Comments on the presentation

AC: Author Comment | CC: Community Comment | Report abuse

Presentation version 1 – uploaded on 02 May 2020
  • CC1: Comment on EGU2020-8932, Dhruvesh Patel, 04 May 2020


    What is google faculty research award?

    Would you share, which city or River basin in India where your pilot project will execute?

    • AC1: Reply to CC1, Frederik Kratzert, 04 May 2020

      Re Faculty Research Award:

      Re River in India, see last slide in the presentation. Note: I personally are not working on the pilot project but are just sharing research work with Google.

  • CC2: Comment on EGU2020-8932, Maik Renner, 05 May 2020

    Hi Frederik,

    this is great and promising work - it seems like human made models did not capture the key ingredients.

    Now, I have a few practical questions for my case of doing flood  forecasting:

    How can I use your PUB-LSTM for a specific river gauge?

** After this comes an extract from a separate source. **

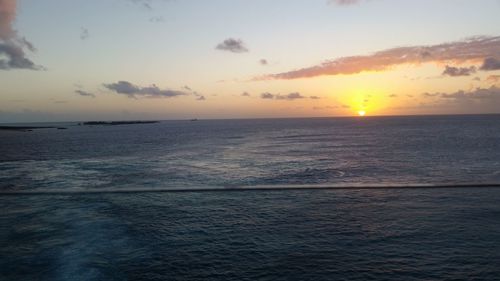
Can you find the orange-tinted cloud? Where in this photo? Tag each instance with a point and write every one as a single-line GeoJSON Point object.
{"type": "Point", "coordinates": [493, 78]}
{"type": "Point", "coordinates": [472, 49]}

That is what is the critical input data?

    Do I need to perform another training of the LSTM when applying it for some rivers, say in Germany, with strong anthropogenic alterations?

    Thank you!

    • AC2: Reply to CC2, Frederik Kratzert, 05 May 2020

      Hi Maik,

      let's start with the inputs:

      TLDR; (multiple) meteorological variables, catchment attributes (are needed, so that the model can learn to distingish hydrological behavior between basins), eventually additional time series + features that describe the human influence.

      Long explanation: Critical inputs are similiar to classical hydrological models, most importantly precipitation. The models we run currently use precip, temp (daily min and max), vapor pressure and solar radiation as inputs. However, these are not strictly necessary. I already trained models only with precip and temperature with similar success. Best pratices currently are however, to use as much different forcing products as you have (paper will be submitted/uploaded in the next days). That is, you can provide the network with multiple precipitation products at the same time and the network learns to combine them during training in a meaningful way. The other thing you need are catchment attributes, so that the model can learn different rainfall-runoff processes, depending on the type of catchment. Here exist no strict rule. However, using our expert knowledge we should come up with a list of features that we think could suffice to distinguish between types of basins. If you have human influenced basins, you certainly want to have some that describe the degree of human influence/regulation. With hydropower dams e.g. it might also make sense to add additional time series features, like the eletricity price, so that the model can get an idea when the dams will start to release water.

      Using the LSTM for rivers in Germany:

      TLDR; You definitely want to train it on as much local data as possible, furthermore the model was trained on meteorological data that is only available in North America.

      Long explanation: The models presented in the two linked paper both trained on the CAMELS US data set, which are mostly human undistrubed basins. The CAMELS dataset consists of forcing products that are only available in North America, as well as catchment attributes derived from US national data products. Thus, direct application on German basins does not make sense. Certainly, you want the model to be trained with the same kind of data that you later use for inference. Currently, we are compiling a global rainfall-runoff data set (which will be released under an open source license) that will allow to train global models which could then be trained on all available data worldwide and applied to any basin. But this is still work in progress. The data set makes use of streamflow data that is released under an permissive license. If you are aware of such data for German/European basins, please feel free to get in contact.

      • CC3: Reply to AC2, Maik Renner, 05 May 2020

        Hi Frederik,

        thank you for giving me the details. Its good to see that there is no magic included! The inputs are completely reasonable to me and I am inclined to give it a try for our basins in eastern Germany. I will check out the actual licence of the hydrological data.

        I am looking forward to your global analysis.